Why does it seem to me quite unlikely that the Japanese would transmit an offer to surrender to General MacArthur rather than through existing diplomatic channels to Washington?

If there is really a document out there, let's get it out and subject it to a basic historical evaluation.


John Connally - 8/9/2010

The author of this piece allegedly tries to forego the standard emotionally-charged question of – Was dropping the atomic bomb wise? – and instead asks if it was strategically important. Yet as I read through it, all I hear is rehashed regrets of “tragic error of judgment,” “needless loss of life of innocent people,” and other “tragic consequences.” Will historians in America ever cast off all this guilt? It seems like a heavy and irrational burden to carry?


John D. Beatty - 8/9/2010

While all here are correct, another issue was who was going to surrender what to whom? Japan's civil government was about to be abolished. Would anyone in the war council offer a surrender? Not likely. To the Soviets? Even more remote. To the Chinese? Never, not voluntarily.

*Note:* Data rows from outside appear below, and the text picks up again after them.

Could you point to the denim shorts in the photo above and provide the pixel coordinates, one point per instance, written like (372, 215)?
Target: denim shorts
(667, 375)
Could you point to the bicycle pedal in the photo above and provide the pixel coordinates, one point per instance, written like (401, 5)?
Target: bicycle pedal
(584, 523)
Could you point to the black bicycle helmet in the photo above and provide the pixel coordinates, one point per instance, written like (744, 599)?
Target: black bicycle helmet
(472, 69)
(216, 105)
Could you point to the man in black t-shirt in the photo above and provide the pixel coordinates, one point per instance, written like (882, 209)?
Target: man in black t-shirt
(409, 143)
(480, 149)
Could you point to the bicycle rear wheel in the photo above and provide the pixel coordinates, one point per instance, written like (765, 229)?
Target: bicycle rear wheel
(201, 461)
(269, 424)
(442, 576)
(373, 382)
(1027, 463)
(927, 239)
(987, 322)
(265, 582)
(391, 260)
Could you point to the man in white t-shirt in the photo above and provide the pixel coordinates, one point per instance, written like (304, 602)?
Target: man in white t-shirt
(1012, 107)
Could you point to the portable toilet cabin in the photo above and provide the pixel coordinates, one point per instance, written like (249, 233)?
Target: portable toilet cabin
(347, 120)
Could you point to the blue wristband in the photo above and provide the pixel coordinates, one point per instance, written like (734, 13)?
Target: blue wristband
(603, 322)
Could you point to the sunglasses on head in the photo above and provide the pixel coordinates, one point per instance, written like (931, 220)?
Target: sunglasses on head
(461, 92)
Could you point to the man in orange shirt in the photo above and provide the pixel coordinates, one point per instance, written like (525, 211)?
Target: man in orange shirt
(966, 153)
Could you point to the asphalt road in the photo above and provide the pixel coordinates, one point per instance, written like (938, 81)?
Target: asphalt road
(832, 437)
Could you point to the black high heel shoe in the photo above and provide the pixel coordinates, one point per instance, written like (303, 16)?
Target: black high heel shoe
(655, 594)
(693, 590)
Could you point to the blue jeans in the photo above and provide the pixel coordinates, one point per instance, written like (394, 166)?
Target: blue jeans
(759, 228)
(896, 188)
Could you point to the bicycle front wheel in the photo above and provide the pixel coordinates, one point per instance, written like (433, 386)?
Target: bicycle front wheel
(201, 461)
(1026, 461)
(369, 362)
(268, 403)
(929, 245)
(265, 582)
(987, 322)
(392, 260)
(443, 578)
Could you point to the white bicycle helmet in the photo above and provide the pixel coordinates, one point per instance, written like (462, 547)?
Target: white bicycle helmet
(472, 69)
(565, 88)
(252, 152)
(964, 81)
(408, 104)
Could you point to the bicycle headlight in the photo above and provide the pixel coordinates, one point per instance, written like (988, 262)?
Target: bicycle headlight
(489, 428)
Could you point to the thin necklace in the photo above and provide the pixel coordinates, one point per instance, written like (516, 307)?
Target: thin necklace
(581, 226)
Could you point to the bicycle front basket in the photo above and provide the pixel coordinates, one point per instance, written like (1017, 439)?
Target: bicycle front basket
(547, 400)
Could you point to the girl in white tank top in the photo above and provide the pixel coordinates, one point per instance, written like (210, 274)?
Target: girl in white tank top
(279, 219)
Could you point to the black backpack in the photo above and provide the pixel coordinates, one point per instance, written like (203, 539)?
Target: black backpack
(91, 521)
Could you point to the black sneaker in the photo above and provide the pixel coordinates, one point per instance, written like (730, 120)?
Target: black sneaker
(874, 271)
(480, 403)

The "peace offers floated in 1944 and early 1945 came from people who were not authorized by anyone to negotiate an armistice, because that's pretty much what they offered. Nothing like these terms would be presented by anyone Japanese.


Lewis Bernstein - 8/9/2010

Where is the citation for the "Japanese surrender offer?"
I am not persuaded by the author's argument. All I have seen is the after the fact justifications for the position.
What was known at the time by the decision makers? Who really thought the Japanese would surrender peacefully? Please remember, the Japanese army had not yet suffered a decisive defeat outside the Pacific islands even though the navy had been destroyed. Public opinion in Japan, as we have been able to reconstruct it, was not convinced of the hopelessness of their cause until the US fleet appeared off shore and began to bombard targets that were left unopposed.
The Japanese army was convinced that to have "100 million die as one" would be preferable to surrender.


Roger Brown - 8/9/2010

This "peace offer" from January 1945 reads like a draft of possible _Allied_ terms to be presented to the Japanese government (e.g., as occurred in the later Potsdam Declaration). On what basis does the author believe it is a _Japanese_ offer (Mr. Trohan's credentials aside)?

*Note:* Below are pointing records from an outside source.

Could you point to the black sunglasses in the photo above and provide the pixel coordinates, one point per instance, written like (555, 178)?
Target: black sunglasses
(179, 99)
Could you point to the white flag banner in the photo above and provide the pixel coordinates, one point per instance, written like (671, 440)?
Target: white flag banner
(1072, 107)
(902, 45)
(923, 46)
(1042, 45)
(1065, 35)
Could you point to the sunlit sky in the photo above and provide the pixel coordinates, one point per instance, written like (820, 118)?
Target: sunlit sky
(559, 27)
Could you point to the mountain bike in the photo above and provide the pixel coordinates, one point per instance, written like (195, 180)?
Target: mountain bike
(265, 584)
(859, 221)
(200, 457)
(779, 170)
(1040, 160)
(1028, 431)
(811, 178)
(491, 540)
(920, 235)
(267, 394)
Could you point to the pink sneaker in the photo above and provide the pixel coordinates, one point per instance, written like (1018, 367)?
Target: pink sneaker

Jonathan Dresner - 8/8/2010

There are two obvious errors in this piece, and a curious positioning issue. First, I don't believe any discussion of the atomic bombings has ever ignored the strategic question of necessity, except for those that take a 'first principles' approach to the acceptability of atomic weapons. So the introduction is weak.

The proffered surrender terms "of late January 1945" are not "identical to the final surrender terms ... Other than retention of the emperor": the open-ended reformist Occupation of Japan, the conversion of Japan from an Axis enemy to a Cold War ally, none of that would have been likely under a conditional surrender that left Japan's constitutional and political revision to Japan's post-war leadership. Japanese proposals - coming from some of Japan's most liberal leadership in modern history - for constitutional revision were laughably minor, largely retaining the Emperor-centered irresponsibility which made pre-war Japanese politics so interesting and, ultimately, deadly. There's no evidence that a lighter hand would have produced real reform.

The discussion of post-surrender disposition of Japanese forces and equipment in China is fatally one-sided: Japanese forces in China were given direct authorization by the US to continue fighting against Communist forces, and a great deal of their equipment and personnel ended up in the hands of the Guomindang; at best, it was a wash.